Most of the work so far has been focused on designing and characterising the new SPAs. In terms of control, so far the team has used stored user movement data, or gyroscope readings from the wearers but are anticipating both the user and therapists will eventually control the movement and stiffness modulation of the actuators directly through different inputs, for example heart rate, fall detection via acceleration change, temperature, preprogrammed gait pattern, remote controlled via vision sensing, etc.

“Soft robots are easy to fabricate but challenging to control due to the unpredictable mechanical behaviour of the soft materials used at large levels of strains,” Dr Agarwal. “We need to carefully control the trajectories and force outputs of our robots to customise them for applications in human assistance.
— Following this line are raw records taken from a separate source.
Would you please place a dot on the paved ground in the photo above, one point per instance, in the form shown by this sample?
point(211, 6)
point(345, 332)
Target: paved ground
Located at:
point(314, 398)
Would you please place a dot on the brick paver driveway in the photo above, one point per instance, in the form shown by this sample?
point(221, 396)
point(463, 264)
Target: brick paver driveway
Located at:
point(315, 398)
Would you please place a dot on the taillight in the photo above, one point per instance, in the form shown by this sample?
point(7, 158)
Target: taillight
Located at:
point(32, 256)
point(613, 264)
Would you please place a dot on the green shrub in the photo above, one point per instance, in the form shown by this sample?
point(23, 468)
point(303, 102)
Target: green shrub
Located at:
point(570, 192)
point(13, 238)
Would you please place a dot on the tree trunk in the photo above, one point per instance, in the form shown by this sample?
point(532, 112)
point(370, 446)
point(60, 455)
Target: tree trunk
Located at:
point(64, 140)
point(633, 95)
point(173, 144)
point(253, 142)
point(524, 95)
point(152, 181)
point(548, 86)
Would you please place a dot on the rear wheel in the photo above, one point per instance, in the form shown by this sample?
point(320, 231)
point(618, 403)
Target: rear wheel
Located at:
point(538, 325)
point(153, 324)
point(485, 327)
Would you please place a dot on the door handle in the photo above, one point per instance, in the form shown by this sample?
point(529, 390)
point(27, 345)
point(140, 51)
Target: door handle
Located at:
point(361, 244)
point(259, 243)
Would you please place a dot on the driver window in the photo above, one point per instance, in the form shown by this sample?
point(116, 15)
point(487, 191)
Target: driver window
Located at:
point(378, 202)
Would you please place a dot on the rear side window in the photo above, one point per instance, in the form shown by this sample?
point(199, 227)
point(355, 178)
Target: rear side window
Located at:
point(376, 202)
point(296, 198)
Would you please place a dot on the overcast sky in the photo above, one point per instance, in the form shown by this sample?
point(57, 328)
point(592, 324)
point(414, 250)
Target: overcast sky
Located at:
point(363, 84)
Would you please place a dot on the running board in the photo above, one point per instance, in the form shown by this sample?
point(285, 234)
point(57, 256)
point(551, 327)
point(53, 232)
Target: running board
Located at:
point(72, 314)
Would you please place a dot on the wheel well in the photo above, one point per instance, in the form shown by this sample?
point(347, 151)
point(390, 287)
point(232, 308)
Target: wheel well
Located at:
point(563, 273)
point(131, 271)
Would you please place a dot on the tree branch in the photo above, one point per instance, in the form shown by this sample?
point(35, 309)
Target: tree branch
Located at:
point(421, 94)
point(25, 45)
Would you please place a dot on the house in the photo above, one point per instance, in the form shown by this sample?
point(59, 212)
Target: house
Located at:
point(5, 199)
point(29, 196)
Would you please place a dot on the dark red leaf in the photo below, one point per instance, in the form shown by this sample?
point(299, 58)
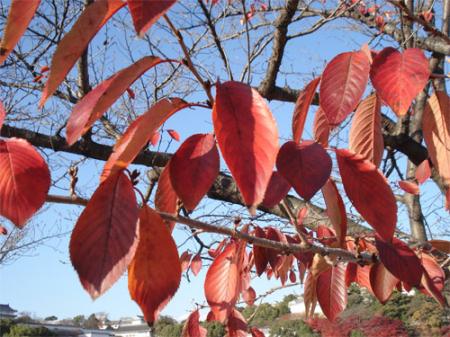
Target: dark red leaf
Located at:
point(343, 83)
point(301, 108)
point(193, 169)
point(306, 166)
point(400, 260)
point(155, 272)
point(24, 180)
point(248, 138)
point(399, 77)
point(369, 192)
point(277, 189)
point(104, 239)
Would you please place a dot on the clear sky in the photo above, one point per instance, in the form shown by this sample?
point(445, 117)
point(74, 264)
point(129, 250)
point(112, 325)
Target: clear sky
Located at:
point(45, 283)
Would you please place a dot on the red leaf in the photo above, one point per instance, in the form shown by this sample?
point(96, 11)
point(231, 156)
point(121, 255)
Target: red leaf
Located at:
point(423, 171)
point(174, 135)
point(409, 187)
point(366, 138)
point(436, 132)
point(24, 180)
point(104, 239)
point(222, 282)
point(192, 327)
point(398, 78)
point(369, 192)
point(306, 166)
point(260, 254)
point(301, 109)
point(335, 210)
point(139, 133)
point(331, 291)
point(277, 189)
point(321, 128)
point(155, 272)
point(248, 138)
point(19, 17)
point(249, 296)
point(2, 114)
point(382, 282)
point(92, 106)
point(145, 13)
point(193, 169)
point(400, 260)
point(196, 264)
point(343, 83)
point(166, 200)
point(75, 42)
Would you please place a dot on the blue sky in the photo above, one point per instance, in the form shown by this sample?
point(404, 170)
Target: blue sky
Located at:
point(45, 283)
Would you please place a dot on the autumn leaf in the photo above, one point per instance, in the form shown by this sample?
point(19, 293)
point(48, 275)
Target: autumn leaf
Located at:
point(301, 108)
point(306, 166)
point(19, 17)
point(146, 13)
point(399, 77)
point(75, 42)
point(139, 133)
point(92, 106)
point(24, 182)
point(104, 239)
point(193, 169)
point(155, 272)
point(248, 138)
point(366, 138)
point(343, 83)
point(369, 192)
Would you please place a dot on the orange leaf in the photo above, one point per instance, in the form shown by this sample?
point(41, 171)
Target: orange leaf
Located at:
point(409, 187)
point(24, 180)
point(436, 132)
point(193, 169)
point(343, 83)
point(75, 42)
point(399, 77)
point(301, 108)
point(248, 138)
point(306, 166)
point(145, 13)
point(369, 192)
point(192, 327)
point(19, 17)
point(92, 106)
point(321, 128)
point(335, 210)
point(104, 239)
point(366, 138)
point(331, 291)
point(155, 272)
point(139, 133)
point(222, 282)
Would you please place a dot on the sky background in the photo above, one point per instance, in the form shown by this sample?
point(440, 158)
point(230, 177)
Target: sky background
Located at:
point(44, 283)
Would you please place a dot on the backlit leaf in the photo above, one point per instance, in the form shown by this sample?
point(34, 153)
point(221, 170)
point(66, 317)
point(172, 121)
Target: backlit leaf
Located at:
point(366, 138)
point(24, 180)
point(399, 77)
point(75, 42)
point(369, 192)
point(19, 17)
point(155, 272)
point(301, 108)
point(343, 83)
point(306, 166)
point(193, 169)
point(248, 138)
point(104, 239)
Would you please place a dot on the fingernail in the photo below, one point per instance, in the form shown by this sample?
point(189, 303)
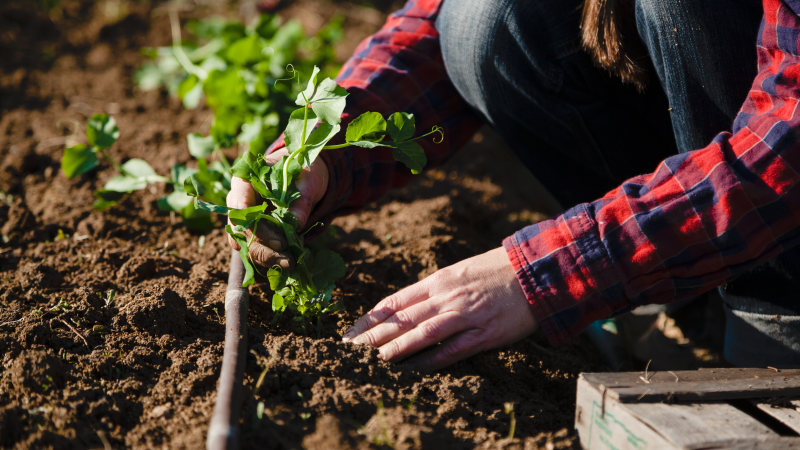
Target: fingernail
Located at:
point(349, 334)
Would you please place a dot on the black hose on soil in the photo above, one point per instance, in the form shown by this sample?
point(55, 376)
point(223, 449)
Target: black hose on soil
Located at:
point(223, 431)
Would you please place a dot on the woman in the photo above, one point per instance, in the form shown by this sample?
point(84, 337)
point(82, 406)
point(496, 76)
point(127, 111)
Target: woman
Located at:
point(642, 88)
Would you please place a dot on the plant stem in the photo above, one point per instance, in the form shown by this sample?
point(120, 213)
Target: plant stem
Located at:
point(222, 159)
point(334, 147)
point(117, 165)
point(180, 55)
point(294, 155)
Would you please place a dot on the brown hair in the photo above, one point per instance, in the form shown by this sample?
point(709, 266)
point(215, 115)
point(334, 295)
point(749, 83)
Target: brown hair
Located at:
point(609, 35)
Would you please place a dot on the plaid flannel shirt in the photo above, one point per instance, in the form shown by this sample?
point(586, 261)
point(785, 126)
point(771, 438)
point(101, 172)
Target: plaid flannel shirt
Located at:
point(700, 219)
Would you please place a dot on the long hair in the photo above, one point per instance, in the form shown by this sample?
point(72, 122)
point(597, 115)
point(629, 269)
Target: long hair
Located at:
point(609, 34)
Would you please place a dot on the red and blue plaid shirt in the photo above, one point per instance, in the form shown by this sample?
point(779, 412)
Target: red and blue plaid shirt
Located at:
point(700, 219)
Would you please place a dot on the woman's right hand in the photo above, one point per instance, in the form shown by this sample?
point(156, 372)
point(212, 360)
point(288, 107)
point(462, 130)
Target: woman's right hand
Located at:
point(269, 247)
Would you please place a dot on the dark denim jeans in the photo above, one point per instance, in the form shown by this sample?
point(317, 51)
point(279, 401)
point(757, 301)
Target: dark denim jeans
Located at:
point(582, 132)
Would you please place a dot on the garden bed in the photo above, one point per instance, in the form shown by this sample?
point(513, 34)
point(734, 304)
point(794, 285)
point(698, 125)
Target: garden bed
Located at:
point(140, 371)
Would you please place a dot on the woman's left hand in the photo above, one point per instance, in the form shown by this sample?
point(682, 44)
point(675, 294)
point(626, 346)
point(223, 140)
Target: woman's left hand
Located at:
point(471, 306)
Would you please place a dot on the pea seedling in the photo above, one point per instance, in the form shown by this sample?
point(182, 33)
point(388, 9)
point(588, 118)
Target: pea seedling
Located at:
point(306, 289)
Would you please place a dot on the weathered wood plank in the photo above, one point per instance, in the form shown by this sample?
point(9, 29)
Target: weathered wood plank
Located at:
point(610, 379)
point(687, 424)
point(788, 414)
point(780, 443)
point(707, 391)
point(607, 425)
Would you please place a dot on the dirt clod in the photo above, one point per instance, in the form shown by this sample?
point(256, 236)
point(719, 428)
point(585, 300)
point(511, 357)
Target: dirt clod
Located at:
point(146, 375)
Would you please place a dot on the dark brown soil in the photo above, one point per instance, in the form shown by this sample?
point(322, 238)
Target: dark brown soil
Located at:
point(141, 371)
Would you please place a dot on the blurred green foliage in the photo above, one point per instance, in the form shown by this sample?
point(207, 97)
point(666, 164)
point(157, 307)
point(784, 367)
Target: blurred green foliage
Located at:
point(233, 69)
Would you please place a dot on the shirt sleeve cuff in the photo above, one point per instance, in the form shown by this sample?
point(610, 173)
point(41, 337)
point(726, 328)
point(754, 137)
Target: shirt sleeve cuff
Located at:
point(566, 273)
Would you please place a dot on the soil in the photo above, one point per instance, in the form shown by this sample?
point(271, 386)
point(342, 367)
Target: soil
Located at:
point(140, 370)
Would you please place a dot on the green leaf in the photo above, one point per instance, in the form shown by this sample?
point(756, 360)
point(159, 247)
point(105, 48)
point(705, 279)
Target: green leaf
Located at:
point(106, 199)
point(210, 207)
point(78, 160)
point(225, 88)
point(328, 267)
point(294, 130)
point(179, 172)
point(187, 85)
point(251, 130)
point(305, 97)
point(242, 168)
point(318, 138)
point(124, 183)
point(199, 146)
point(102, 131)
point(192, 186)
point(190, 91)
point(277, 278)
point(411, 154)
point(246, 216)
point(246, 50)
point(400, 126)
point(232, 31)
point(241, 239)
point(276, 180)
point(329, 102)
point(175, 201)
point(369, 126)
point(278, 302)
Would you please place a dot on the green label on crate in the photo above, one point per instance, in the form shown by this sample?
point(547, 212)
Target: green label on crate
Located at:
point(606, 432)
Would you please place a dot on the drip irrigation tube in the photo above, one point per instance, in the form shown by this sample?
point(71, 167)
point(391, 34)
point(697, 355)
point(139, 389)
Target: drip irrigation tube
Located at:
point(223, 431)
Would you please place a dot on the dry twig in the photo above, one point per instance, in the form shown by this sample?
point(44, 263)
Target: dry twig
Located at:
point(76, 332)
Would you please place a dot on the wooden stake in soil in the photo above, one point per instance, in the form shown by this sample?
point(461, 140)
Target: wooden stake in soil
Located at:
point(223, 431)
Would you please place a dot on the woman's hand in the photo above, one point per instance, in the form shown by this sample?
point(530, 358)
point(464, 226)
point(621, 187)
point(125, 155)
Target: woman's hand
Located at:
point(270, 247)
point(471, 306)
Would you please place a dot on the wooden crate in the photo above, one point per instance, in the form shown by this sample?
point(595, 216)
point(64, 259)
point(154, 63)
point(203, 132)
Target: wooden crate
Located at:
point(704, 409)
This is why we developed a computational modelling and design tool for these systems using the finite element method.

“The complex mechanical behaviour of the soft materials employed and the intended robotic systems is very accurately captured and described with the help of our numerical models. Since these models are not trivial to develop and require a significant investment of computational time and effort, we have also made our modelling and design tool available open-source to the robotics community for free usage. Using our models and performance predictions, anybody wanting to develop a soft robot can quickly optimise their design to achieve the targeted operation space.”

And it doesn’t need to stop here. Dr Agarwal sees this as only the start of the long path for soft robots to walk down. “Some exciting developments in the recent past in context with soft robotics include the combination of expertise from diverse disciplines such as innovative 3D printing, mechanical engineering, and microfluidics to demonstrate autonomous, untethered, entirely soft robots,” she claimed.

“These robots could pave the way for a new generation of completely soft, autonomous machines. Soft robotics could revolutionise how humans interact with machines. But researchers have struggled to build entirely compliant robots. Electric power and control systems - such as batteries and circuit boards - are rigid and until now soft-bodied robots have been either tethered to an off-board system or rigged with hard components. This is rapidly changing with the latest advances in design, manufacturing and control of soft robots, such as some of the techniques described here and that are implemented in our work.”

Prof Paik concluded: “Recent advances in soft robotics have proved that this field has promising potential for application in biomedical rehabilitation and human assistance. However, the advances are still restricted to the laboratory. With the new advancements in the manufacturing and control of soft robots, large-scale industrial production of soft robots is inevitable and is set to revolutionise the perspective on robotics.”